Dwayne tried the door, in the unlikely event it was unlocked. No luck. He puffed up his chest and said to the women, “Stand back.”
Keisha said, “I could be wrong. He may not even be in there.”
But Dwayne wasn’t hearing her. He reared back, brought up his leg, and kicked in the glass with his heel. It crashed to the floor with the sound of a hundred cymbals. Seconds later, the accounting office door whipped open and a short, heavyset man in a white shirt and skinny black tie looked on with alarm.
“What the hell is—Marcia?”
“It’s okay, Frank,” she said.
She reached in through the broken door to turn the deadbolt. The door swept back some broken glass as she swung it into the room. Their shoes crunched on the shards as they entered.
“Justin?” Marcia called out.
There was no answer.
The place was as Keisha had so briefly described it. Empty. Shelves cleared, filing cabinets half open, nothing inside them. No generic landscape pictures or diplomas or anything else on the walls.
But on the floor, several discarded fast-food containers. A pizza box, a Big Mac container still smeared with special sauce. Several empty beer cans.
“Someone’s been here,” Dwayne said. “Someone’s been
living
here.”
There was a spacious foyer, then a short corridor that serviced four examining rooms. Marcia was moving that way, opening one door, then another, Dwayne and Keisha running to keep up with her.
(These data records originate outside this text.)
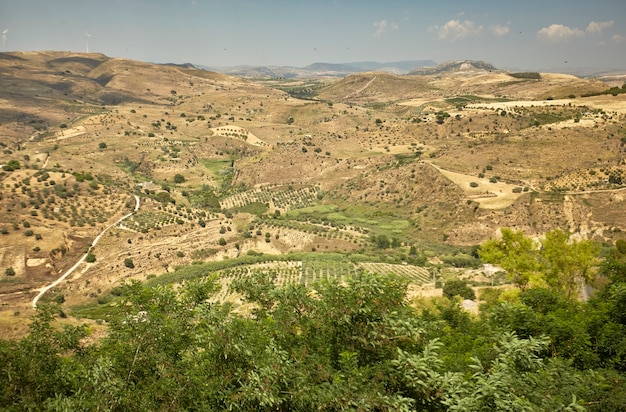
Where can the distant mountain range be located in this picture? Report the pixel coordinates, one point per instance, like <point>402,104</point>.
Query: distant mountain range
<point>321,69</point>
<point>411,67</point>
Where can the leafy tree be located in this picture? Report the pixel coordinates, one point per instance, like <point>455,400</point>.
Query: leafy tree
<point>568,264</point>
<point>515,253</point>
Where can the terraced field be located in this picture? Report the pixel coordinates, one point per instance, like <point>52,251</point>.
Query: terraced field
<point>310,271</point>
<point>284,200</point>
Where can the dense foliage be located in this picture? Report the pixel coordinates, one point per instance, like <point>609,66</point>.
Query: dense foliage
<point>353,346</point>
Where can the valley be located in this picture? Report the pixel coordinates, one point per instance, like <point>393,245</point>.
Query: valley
<point>371,172</point>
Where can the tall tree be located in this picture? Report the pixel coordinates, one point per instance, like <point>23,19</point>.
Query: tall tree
<point>514,253</point>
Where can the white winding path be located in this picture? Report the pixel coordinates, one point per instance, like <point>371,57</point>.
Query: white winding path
<point>73,268</point>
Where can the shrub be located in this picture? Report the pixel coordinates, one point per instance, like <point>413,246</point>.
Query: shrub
<point>458,287</point>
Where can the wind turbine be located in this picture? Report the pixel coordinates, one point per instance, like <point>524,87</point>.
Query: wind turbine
<point>87,37</point>
<point>4,39</point>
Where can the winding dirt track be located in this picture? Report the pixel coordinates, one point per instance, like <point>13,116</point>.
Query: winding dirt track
<point>77,264</point>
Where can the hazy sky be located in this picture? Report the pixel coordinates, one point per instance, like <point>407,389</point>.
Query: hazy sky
<point>521,34</point>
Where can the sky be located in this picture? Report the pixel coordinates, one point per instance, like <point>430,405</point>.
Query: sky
<point>521,34</point>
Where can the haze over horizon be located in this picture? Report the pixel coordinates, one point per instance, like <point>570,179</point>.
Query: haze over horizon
<point>530,35</point>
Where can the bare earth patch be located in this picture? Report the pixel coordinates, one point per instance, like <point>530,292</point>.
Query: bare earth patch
<point>489,195</point>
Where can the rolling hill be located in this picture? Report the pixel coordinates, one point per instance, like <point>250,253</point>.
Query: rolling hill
<point>226,168</point>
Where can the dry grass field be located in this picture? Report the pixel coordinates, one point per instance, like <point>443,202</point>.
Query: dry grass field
<point>226,167</point>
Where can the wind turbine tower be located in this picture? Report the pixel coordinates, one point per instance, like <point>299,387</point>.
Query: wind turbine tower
<point>87,37</point>
<point>4,39</point>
When she opened the last door, she screamed. “Oh God!”
A second later, Keisha and Dwayne found her on her knees next to Justin, who was lying on the floor, dressed in a pair of jeans and a black T-shirt, feet bare. His shoes and socks were scattered alongside him, and a winter coat was rolled up and tucked under his head as a pillow.
The young man’s eyes were closed.
An orangey opaque pill container lay on its side a foot away from his head. Dwayne bent over at the waist, one leg raised behind him, and snatched it off the floor.
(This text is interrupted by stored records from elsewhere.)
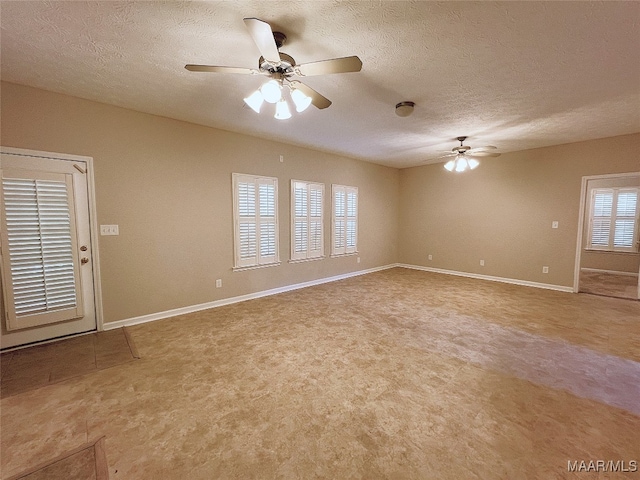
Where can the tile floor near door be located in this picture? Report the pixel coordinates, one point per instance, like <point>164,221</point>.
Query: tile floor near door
<point>396,374</point>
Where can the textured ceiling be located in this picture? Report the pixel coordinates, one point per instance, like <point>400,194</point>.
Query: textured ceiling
<point>516,75</point>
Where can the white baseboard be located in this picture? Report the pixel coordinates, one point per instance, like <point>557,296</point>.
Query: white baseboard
<point>613,272</point>
<point>242,298</point>
<point>514,281</point>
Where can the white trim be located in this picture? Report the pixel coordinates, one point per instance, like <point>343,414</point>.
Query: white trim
<point>583,200</point>
<point>312,259</point>
<point>613,272</point>
<point>93,217</point>
<point>514,281</point>
<point>242,298</point>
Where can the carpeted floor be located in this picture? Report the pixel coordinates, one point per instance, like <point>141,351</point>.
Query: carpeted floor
<point>87,462</point>
<point>396,374</point>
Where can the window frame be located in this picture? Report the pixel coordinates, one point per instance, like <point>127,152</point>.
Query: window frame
<point>258,220</point>
<point>344,249</point>
<point>309,253</point>
<point>613,218</point>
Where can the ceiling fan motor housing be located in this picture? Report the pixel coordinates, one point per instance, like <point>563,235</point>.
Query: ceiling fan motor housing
<point>285,66</point>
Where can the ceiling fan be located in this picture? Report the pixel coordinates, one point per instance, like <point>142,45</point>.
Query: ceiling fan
<point>463,156</point>
<point>280,68</point>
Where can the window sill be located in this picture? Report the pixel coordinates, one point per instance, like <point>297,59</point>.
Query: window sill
<point>254,267</point>
<point>615,252</point>
<point>303,260</point>
<point>338,255</point>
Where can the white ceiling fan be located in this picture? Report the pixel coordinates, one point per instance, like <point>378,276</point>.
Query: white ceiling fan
<point>463,156</point>
<point>280,68</point>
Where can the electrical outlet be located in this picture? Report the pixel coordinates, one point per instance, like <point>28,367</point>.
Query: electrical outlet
<point>109,230</point>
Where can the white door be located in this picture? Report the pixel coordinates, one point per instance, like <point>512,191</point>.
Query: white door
<point>46,252</point>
“Marcia,” he said. “Aren’t these the sleeping pills you were on a year ago?”
“Justin!” she said. “Wake up!”
“It’s full of pills,” he said. “It doesn’t look like he’s taken any.”
Justin stirred. “What, what’s going on?”
Marcia pulled him into her arms. “Are you okay? Are you all right?”
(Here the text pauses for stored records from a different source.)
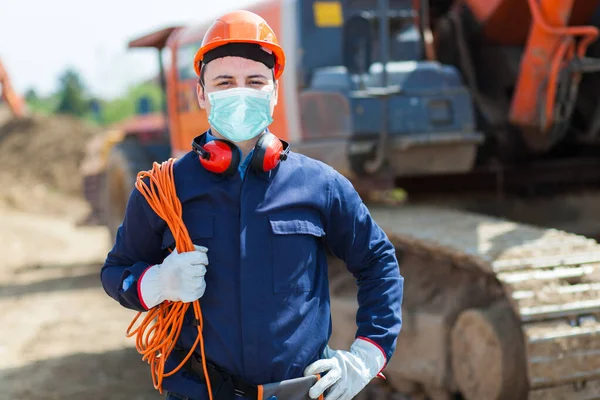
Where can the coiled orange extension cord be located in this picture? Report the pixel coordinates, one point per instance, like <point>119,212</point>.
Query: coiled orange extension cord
<point>155,342</point>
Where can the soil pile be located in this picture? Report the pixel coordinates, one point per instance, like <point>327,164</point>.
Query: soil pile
<point>40,158</point>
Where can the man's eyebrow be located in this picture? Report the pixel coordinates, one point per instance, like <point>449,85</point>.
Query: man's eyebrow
<point>257,76</point>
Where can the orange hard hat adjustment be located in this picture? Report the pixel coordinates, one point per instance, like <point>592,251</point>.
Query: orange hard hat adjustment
<point>241,27</point>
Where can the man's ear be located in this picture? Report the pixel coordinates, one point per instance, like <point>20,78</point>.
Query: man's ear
<point>201,96</point>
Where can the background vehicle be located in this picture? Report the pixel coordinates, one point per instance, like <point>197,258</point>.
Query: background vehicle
<point>8,95</point>
<point>480,103</point>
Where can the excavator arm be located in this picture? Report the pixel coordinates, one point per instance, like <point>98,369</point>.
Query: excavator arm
<point>10,97</point>
<point>545,41</point>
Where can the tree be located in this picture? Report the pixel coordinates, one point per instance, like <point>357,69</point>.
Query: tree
<point>72,94</point>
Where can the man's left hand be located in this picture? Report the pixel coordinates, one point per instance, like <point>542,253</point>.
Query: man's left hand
<point>348,372</point>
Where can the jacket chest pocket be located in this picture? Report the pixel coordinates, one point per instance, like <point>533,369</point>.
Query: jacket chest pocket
<point>200,232</point>
<point>295,242</point>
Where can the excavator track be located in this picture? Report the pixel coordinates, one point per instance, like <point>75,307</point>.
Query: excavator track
<point>550,278</point>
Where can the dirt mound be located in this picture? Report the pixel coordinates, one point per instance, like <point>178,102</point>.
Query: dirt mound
<point>39,162</point>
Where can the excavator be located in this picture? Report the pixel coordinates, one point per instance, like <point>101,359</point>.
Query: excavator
<point>486,112</point>
<point>8,94</point>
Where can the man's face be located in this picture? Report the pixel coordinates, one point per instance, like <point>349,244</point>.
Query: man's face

Groggily, he said, “I’m okay. I’m sorry, I’m sorry, Mom. I’m so sorry.”
Now Dwayne had seen something else on the floor. A sheet of paper, with something scribbled on it. He grabbed it, saw what was written on it, handed it to Keisha without saying a word.
It read: “I know I’ve been a huge pain, Mom. Maybe your life will be better now.”
“My word,” Keisha whispered. Dwayne shook his head, looked at the pill container in his hand.
“God, if we’d been a few minutes later . . .” he whispered back.
“Justin, listen to me,” Marcia said. “Have you taken anything? Have you taken any pills?”
“No, no, I just . . . I just had some beers, that’s all. I was going to take them later, maybe. I don’t know. I don’t know what I was going to do. I’m sorry if I scared you.”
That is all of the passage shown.